As far as appeasing voters, isn't that kinda part of the job description? After all, they are supposed to represent their constituents. As voter sentiment changes, I would expect, for the most part, my governmental proxies that I voted for to represent me to evolve as well.
Regardless of motivation, did Biden land on the correct side of history? In my mind, as a voter, a constituent, yes.
The thing is, he didn't. His stated support for gay marriage now doesn't retroactively help it pass in the first place.
I don't know what his impact was, but for the record, Biden “came out” on same sex marriage way before the SCOTUS ruling in 2015. Specifically, in May of 2012 (Granted, an election year, go figure):
Biden was asked by anchor David Gregory on May 4, 2012, whether he had rethought his longstanding opposition to same-sex marriage. “I am absolutely comfortable with the fact that men marrying men, women marrying women, and heterosexual men and women marrying another are entitled to the same exact rights, all the civil rights, all the civil liberties,” Biden responded. “Who do you love?
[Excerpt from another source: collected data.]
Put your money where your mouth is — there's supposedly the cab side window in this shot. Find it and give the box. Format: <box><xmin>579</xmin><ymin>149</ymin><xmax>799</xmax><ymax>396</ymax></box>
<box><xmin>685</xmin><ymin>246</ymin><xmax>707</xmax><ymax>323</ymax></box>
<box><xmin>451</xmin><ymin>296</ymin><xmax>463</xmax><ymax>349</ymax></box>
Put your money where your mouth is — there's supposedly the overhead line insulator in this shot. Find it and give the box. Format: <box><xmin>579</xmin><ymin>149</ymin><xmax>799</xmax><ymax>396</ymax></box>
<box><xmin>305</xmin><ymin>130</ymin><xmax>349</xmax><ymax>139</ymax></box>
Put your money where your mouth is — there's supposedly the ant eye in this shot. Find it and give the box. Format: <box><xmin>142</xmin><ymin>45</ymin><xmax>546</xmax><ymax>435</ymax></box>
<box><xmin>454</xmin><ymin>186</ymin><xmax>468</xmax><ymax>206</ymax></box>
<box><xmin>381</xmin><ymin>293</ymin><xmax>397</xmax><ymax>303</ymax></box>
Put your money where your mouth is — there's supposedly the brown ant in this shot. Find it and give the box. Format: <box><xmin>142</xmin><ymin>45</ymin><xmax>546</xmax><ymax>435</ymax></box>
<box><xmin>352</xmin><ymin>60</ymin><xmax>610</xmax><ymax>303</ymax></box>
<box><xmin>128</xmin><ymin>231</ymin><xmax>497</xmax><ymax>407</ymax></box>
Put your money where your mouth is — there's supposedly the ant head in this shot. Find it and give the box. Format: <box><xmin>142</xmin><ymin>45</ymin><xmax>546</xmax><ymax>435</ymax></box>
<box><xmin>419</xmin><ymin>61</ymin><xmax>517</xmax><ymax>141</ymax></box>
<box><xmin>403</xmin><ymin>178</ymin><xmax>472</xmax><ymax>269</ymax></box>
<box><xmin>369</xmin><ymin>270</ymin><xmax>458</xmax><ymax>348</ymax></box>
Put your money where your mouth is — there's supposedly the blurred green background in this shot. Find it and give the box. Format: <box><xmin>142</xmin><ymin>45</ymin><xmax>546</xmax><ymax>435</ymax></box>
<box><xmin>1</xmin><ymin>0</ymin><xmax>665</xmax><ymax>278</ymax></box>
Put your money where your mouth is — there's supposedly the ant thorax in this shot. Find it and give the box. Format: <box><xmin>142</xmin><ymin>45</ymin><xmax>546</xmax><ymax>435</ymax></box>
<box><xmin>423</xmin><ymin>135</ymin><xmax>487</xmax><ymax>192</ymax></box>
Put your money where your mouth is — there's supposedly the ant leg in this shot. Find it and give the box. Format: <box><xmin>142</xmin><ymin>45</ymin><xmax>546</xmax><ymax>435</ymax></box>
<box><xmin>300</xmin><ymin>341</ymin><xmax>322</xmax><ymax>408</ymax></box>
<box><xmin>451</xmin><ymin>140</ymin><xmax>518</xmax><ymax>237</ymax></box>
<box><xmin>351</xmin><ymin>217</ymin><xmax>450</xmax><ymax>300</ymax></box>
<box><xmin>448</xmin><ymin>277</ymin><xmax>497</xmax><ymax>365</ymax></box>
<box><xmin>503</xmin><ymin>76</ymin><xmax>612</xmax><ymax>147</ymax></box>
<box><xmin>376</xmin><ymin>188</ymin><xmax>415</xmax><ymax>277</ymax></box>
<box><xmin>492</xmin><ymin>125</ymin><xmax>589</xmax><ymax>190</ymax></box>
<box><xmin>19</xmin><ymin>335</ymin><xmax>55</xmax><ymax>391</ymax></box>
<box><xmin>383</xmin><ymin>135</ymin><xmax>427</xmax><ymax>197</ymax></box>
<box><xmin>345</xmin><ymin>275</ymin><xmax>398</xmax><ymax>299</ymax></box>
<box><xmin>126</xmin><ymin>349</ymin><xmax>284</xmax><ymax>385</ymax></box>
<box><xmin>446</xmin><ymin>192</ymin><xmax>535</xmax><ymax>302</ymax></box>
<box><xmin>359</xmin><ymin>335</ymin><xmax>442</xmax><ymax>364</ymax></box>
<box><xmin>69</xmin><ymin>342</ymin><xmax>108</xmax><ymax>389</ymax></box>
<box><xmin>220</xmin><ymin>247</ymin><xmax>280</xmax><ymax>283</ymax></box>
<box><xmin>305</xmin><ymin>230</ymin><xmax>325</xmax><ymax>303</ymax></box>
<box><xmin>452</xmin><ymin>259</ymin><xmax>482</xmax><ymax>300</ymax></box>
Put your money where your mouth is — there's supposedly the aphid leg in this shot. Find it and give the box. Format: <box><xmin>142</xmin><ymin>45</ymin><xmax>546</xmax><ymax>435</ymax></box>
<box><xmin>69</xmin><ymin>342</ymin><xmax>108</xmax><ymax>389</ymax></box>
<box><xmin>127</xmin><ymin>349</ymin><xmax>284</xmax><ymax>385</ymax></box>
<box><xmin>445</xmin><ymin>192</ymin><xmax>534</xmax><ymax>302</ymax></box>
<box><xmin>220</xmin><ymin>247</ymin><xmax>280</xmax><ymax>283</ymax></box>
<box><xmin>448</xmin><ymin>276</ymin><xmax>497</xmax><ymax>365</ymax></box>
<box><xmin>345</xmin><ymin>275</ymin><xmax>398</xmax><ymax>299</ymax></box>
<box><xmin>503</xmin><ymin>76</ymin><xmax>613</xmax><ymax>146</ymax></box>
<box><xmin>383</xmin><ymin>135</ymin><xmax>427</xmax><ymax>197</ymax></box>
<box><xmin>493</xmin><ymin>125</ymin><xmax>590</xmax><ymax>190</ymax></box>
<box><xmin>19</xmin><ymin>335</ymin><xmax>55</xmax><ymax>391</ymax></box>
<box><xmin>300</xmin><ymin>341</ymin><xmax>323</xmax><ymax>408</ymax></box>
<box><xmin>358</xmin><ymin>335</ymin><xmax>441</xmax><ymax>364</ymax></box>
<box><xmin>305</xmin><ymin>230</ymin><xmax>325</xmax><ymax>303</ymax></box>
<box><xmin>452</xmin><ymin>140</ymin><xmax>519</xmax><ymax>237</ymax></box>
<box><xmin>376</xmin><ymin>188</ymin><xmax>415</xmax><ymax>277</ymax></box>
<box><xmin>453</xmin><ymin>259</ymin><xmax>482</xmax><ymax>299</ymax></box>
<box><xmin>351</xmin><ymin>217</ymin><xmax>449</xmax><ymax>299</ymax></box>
And will you be loyal to the person you love? And that’s what people are finding out is what all marriages, at their root, are about, whether they’re marriages of lesbians or gay men or heterosexuals.”And even before Obama “came out”.
Were Biden’s statements genuine? Anyone’s guess.
This is a case of all-too-often mentioned "virtue signaling". Biden is willing to state popular beliefs in order to garner support but he doesn't seem interested in fighting for those beliefs (because, all too likely, they're not genuine). This is why I brought up the student loan debacle. His support for student loan forgiveness likely isn't genuine (as well as most of the DNC's support). He's had a D majority in Congress for two years now. They forgave a few token loans and said "job done, lads!" Bringing it up again at this point is spitting on your supporters and laughing about it.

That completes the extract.